2. Creating a JSON array

            Jarray arr = new Jarray ();            Arr. ADD (New Jvalue (1));            Arr. ADD (New Jvalue (2));            Arr. ADD (New Jvalue (3));            Console.WriteLine (arr. ToString ());

Results:

three. Using LINQ to JSON

1. Enquiry
Prepare the JSON string first, which is a JSON containing basic employee information

String json = "{\" name\ ": \" Jack\ ", \" age\ ":" Colleagues\ ": [{\" name\ ": \" tom\ ", \" age\ ": 44},{\" name\ ": \" abel\ ", \" age\ ": 29}]}";

① get the name of the employee

            Convert JSON to Jobject            jobject jobj = Jobject.parse (JSON);            Accessed by a property name or index, only its own property name, not all            jtoken Agetoken =  jobj["age"];            Console.WriteLine (Agetoken.tostring ());

Results:

② get all the names of the employee's colleagues

            Convert JSON to Jobject            jobject jobj = Jobject.parse (JSON);            var names=from staff in jobj["colleagues"]. Children ()                             Select (String) staff["Name"];            foreach (var name in names)                Console.WriteLine (name);

"Children ()" Can return objects in all arrays

Results:

2. Modifications

① now we find that Jack's age should be 35 in the JSON string obtained

            Convert JSON to Jobject            jobject jobj = Jobject.parse (JSON);            Jobj["Age" = +;            Console.WriteLine (Jobj.tostring ());

Results:

Be careful not to modify it in the following ways:

            Jobject jobj = Jobject.parse (JSON);            Jtoken age = jobj["age"];            Age = 35;

② now we find Jack's colleague Tom's age is wrong and should be 45.

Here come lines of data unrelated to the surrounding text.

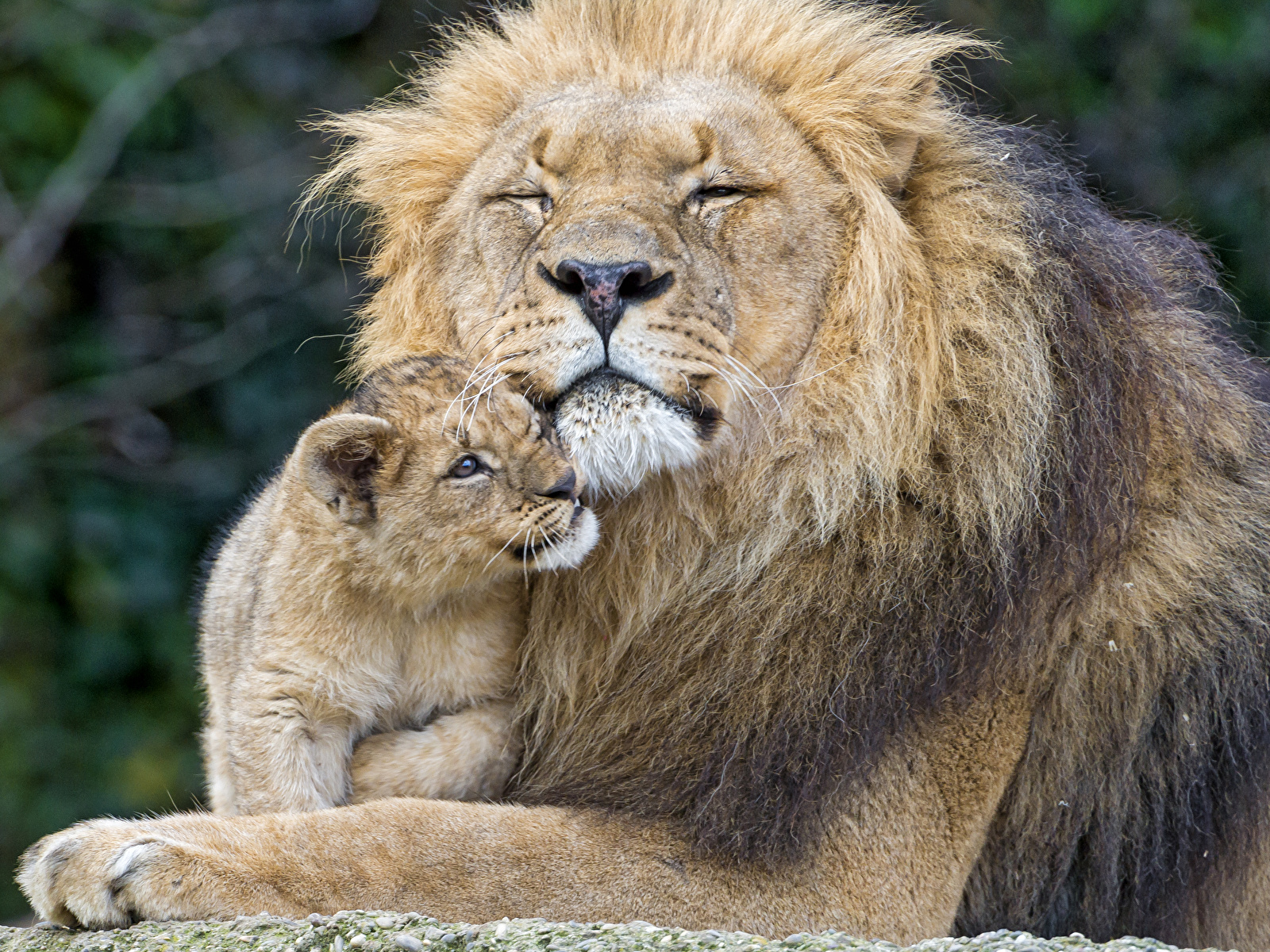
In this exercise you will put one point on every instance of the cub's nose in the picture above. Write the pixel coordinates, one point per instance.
(605, 290)
(567, 489)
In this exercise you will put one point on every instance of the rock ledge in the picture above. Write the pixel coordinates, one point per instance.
(410, 932)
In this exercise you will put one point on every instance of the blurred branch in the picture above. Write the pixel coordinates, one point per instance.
(10, 215)
(102, 140)
(152, 385)
(201, 202)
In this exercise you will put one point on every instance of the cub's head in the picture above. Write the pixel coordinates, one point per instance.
(444, 476)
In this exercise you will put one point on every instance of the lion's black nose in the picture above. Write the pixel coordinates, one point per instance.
(565, 489)
(605, 290)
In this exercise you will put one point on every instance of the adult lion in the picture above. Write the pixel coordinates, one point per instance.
(933, 587)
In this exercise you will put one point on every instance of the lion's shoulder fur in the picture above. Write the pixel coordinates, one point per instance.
(1022, 450)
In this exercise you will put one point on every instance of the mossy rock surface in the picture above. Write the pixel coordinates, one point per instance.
(410, 932)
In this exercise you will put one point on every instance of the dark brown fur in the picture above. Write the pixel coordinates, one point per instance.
(806, 672)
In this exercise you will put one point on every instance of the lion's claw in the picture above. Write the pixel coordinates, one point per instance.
(98, 875)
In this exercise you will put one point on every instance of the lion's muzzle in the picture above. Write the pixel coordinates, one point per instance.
(620, 432)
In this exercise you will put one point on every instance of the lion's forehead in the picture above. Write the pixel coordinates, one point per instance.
(601, 133)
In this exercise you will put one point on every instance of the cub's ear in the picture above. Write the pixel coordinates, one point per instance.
(338, 460)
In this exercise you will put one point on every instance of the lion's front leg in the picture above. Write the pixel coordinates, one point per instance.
(107, 873)
(471, 862)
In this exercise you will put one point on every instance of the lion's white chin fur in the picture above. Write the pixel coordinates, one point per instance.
(620, 433)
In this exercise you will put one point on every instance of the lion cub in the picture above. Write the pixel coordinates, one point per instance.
(372, 597)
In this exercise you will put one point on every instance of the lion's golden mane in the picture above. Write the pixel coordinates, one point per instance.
(1022, 454)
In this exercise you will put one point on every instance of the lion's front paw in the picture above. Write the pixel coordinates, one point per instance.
(106, 873)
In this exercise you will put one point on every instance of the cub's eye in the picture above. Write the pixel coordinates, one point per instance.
(718, 192)
(465, 467)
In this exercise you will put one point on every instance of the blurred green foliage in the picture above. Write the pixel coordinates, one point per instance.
(152, 370)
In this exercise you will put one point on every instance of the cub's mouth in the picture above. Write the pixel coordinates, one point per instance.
(568, 550)
(622, 432)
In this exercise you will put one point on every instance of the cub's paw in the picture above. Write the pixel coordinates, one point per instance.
(106, 873)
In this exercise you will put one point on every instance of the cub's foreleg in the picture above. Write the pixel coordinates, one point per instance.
(465, 755)
(289, 748)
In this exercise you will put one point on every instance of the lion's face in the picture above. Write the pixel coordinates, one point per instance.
(647, 264)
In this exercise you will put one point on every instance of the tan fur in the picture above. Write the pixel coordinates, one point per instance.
(933, 592)
(385, 605)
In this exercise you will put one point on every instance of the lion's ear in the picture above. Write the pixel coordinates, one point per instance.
(902, 145)
(338, 460)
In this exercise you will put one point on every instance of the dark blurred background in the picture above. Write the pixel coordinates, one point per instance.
(162, 344)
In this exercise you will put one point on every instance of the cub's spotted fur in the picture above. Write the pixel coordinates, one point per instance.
(361, 622)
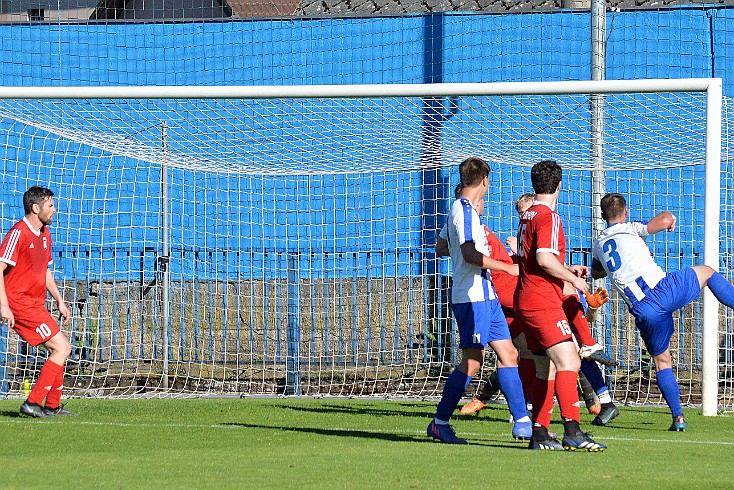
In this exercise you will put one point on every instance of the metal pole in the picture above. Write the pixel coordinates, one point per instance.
(597, 107)
(163, 261)
(712, 205)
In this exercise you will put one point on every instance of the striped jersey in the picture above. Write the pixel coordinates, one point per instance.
(622, 251)
(28, 253)
(540, 230)
(471, 284)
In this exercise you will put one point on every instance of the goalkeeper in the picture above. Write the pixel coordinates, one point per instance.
(590, 375)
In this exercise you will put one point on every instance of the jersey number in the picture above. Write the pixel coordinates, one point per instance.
(614, 261)
(565, 328)
(43, 331)
(520, 234)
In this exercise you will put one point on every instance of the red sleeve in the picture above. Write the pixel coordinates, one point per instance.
(11, 246)
(549, 232)
(499, 252)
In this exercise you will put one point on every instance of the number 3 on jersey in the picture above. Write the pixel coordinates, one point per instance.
(614, 261)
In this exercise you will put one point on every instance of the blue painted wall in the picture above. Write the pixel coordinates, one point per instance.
(113, 204)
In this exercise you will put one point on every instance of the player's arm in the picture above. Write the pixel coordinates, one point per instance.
(53, 289)
(663, 221)
(6, 315)
(442, 247)
(572, 274)
(474, 257)
(597, 269)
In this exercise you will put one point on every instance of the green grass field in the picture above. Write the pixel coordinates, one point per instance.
(340, 443)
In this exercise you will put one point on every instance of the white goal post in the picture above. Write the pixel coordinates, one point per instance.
(217, 145)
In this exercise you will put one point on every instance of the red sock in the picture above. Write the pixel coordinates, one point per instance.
(49, 372)
(53, 399)
(568, 395)
(526, 369)
(575, 314)
(542, 398)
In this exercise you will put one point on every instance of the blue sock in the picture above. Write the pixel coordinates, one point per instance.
(722, 289)
(453, 390)
(511, 386)
(594, 376)
(671, 391)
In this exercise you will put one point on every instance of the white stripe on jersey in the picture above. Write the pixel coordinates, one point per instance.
(10, 249)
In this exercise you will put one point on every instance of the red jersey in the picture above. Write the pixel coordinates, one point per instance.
(540, 230)
(504, 283)
(28, 252)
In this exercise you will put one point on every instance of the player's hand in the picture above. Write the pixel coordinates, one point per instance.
(7, 316)
(64, 312)
(579, 270)
(672, 225)
(511, 243)
(580, 284)
(597, 299)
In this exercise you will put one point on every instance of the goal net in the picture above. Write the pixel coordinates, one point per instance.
(277, 241)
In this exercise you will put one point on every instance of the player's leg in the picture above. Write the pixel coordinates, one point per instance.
(453, 390)
(511, 386)
(565, 357)
(37, 327)
(722, 289)
(670, 389)
(587, 393)
(487, 390)
(472, 319)
(60, 349)
(542, 400)
(608, 410)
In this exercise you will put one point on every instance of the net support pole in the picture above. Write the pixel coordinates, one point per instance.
(164, 260)
(293, 330)
(710, 353)
(597, 109)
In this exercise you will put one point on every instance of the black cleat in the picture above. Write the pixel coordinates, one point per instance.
(582, 442)
(32, 410)
(59, 411)
(543, 441)
(679, 424)
(608, 412)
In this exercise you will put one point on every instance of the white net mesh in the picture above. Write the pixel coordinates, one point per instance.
(297, 255)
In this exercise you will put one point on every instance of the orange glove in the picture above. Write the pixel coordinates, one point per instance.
(597, 299)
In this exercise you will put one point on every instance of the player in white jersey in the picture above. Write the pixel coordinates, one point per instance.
(651, 294)
(476, 308)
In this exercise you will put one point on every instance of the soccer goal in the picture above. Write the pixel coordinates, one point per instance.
(279, 240)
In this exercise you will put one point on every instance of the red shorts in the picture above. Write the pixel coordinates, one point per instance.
(545, 328)
(513, 322)
(35, 326)
(579, 324)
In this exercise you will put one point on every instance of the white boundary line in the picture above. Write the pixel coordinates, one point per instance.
(236, 426)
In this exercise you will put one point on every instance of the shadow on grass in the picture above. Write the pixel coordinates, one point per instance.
(365, 434)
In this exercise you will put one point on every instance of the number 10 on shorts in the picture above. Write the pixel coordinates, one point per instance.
(564, 326)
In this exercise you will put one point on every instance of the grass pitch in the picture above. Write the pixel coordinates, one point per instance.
(340, 443)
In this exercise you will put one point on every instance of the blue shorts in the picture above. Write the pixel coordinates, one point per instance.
(480, 323)
(654, 314)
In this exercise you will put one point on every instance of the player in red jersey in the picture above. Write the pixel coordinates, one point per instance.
(25, 255)
(539, 304)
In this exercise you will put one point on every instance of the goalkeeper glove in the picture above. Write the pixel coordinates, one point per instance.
(597, 299)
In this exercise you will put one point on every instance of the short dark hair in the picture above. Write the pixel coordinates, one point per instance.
(472, 171)
(545, 176)
(457, 190)
(612, 205)
(35, 195)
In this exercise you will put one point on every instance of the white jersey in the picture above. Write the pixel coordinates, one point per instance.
(470, 283)
(623, 253)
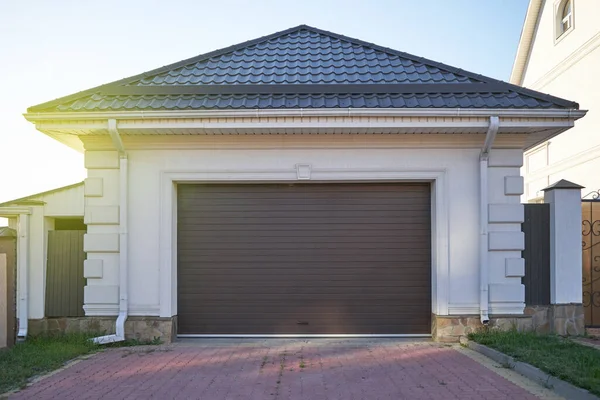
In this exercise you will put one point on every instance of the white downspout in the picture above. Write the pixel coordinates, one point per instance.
(23, 274)
(483, 220)
(123, 239)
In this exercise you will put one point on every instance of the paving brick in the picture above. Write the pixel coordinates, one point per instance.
(270, 369)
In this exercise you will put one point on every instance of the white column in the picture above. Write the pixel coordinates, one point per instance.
(564, 198)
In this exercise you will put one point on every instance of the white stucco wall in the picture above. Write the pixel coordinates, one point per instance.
(567, 68)
(151, 196)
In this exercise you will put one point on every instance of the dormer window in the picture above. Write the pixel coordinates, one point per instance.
(564, 18)
(567, 17)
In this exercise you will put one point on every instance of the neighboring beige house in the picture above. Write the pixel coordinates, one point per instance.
(559, 53)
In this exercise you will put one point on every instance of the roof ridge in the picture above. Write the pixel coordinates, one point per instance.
(252, 42)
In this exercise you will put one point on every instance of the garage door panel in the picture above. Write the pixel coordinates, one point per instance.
(343, 258)
(281, 327)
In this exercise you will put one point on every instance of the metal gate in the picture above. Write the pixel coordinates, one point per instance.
(590, 231)
(536, 228)
(64, 274)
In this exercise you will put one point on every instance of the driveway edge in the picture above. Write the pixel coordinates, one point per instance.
(559, 386)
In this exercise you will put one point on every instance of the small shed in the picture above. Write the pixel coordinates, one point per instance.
(47, 242)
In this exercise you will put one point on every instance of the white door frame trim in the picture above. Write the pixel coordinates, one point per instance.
(168, 221)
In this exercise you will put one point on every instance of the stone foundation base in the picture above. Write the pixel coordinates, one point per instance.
(450, 328)
(139, 328)
(559, 319)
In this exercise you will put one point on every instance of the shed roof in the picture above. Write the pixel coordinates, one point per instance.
(31, 198)
(304, 67)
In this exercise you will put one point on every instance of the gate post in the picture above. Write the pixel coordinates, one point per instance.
(564, 198)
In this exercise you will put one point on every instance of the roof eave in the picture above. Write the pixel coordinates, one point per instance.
(571, 113)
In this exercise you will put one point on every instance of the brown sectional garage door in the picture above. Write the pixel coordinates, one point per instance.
(304, 259)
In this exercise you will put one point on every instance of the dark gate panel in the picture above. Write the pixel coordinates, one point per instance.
(537, 254)
(590, 231)
(64, 274)
(304, 259)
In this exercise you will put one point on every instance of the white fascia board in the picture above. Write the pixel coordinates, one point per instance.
(14, 211)
(326, 112)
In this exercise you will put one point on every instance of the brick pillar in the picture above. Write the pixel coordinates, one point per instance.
(564, 198)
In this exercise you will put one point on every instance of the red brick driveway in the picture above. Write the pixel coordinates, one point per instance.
(278, 369)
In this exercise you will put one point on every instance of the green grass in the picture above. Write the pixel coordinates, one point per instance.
(39, 355)
(557, 356)
(42, 354)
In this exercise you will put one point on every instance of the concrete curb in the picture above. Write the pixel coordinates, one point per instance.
(561, 387)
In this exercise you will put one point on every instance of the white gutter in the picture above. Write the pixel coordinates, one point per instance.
(525, 41)
(22, 264)
(329, 112)
(123, 240)
(23, 274)
(483, 220)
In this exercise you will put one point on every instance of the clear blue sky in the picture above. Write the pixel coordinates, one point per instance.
(51, 48)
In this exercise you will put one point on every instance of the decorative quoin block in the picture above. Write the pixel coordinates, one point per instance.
(92, 269)
(101, 242)
(515, 267)
(101, 215)
(514, 185)
(101, 160)
(506, 213)
(506, 241)
(93, 187)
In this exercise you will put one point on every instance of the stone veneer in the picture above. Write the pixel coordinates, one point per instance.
(560, 319)
(140, 328)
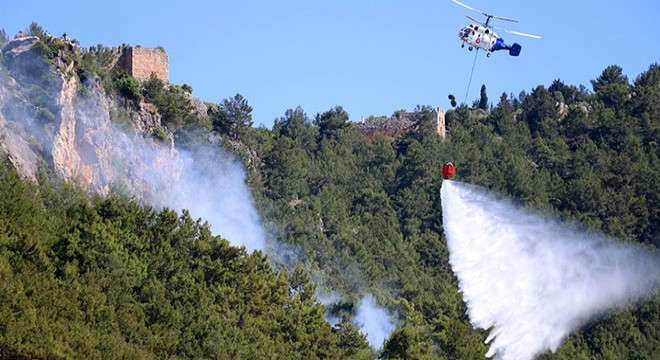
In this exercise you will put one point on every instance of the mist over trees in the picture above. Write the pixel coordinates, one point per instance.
(90, 277)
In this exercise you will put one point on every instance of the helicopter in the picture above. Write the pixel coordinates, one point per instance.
(481, 36)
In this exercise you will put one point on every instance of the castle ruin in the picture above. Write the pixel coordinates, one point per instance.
(398, 124)
(141, 62)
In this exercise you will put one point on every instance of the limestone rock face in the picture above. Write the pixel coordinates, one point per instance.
(45, 121)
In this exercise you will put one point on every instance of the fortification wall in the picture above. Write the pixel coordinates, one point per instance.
(399, 124)
(141, 62)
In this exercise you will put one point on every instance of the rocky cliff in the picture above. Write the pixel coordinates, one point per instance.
(50, 117)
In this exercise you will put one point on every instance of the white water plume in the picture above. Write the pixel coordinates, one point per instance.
(532, 280)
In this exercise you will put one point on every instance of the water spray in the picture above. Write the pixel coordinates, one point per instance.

            Convert JSON to Jobject            jobject jobj = Jobject.parse (JSON);            Jtoken colleagues = jobj["colleagues"];            Colleagues[0]["age"] =;            Jobj["colleagues"] = colleagues;//modified, then assigned to the Object            Console.WriteLine (jobj.tostring ());

Results:

3. Delete
① now we want to remove Jack's colleague.

            Jobject jobj = Jobject.parse (JSON);            Jobj.remove ("colleagues");//followed by the attribute name            Console.WriteLine (jobj.tostring ());

Results:

② now we find out that Abel is not Jack's colleague, asking to be removed from

            Jobject jobj = Jobject.parse (JSON);            Jobj["colleagues"][1]. Remove ();            Console.WriteLine (Jobj.tostring ());

Results:

4. Add
① we found that Jack's information was missing from the department, and that we had to add it back to age.

            Convert JSON to Jobject            jobject jobj = Jobject.parse (JSON);            Jobj["Age"]. Parent.addafterself (New Jproperty ("Department", "Personnel Department"));            Console.WriteLine (Jobj.tostring ());

Results:

② now we find out that Jack's got a new colleague, Linda.

            Convert JSON to Jobject            jobject jobj = Jobject.parse (JSON);            Jobject linda = new Jobject (New Jproperty ("Name", "Linda"), New Jproperty ("Age", "all");            Jobj["colleagues"]. Last.addafterself (Linda);            Console.WriteLine (Jobj.tostring ());

Results:

Four. Simplifying query Statements

Using the function Selecttoken can simplify the query statement, specifically:
① using Selecttoken to query names

            Jobject jobj = Jobject.parse (JSON);            Jtoken name = Jobj.selecttoken ("name");            Console.WriteLine (name. ToString ());

Results:

② uses Selecttoken to find out the names of all his colleagues.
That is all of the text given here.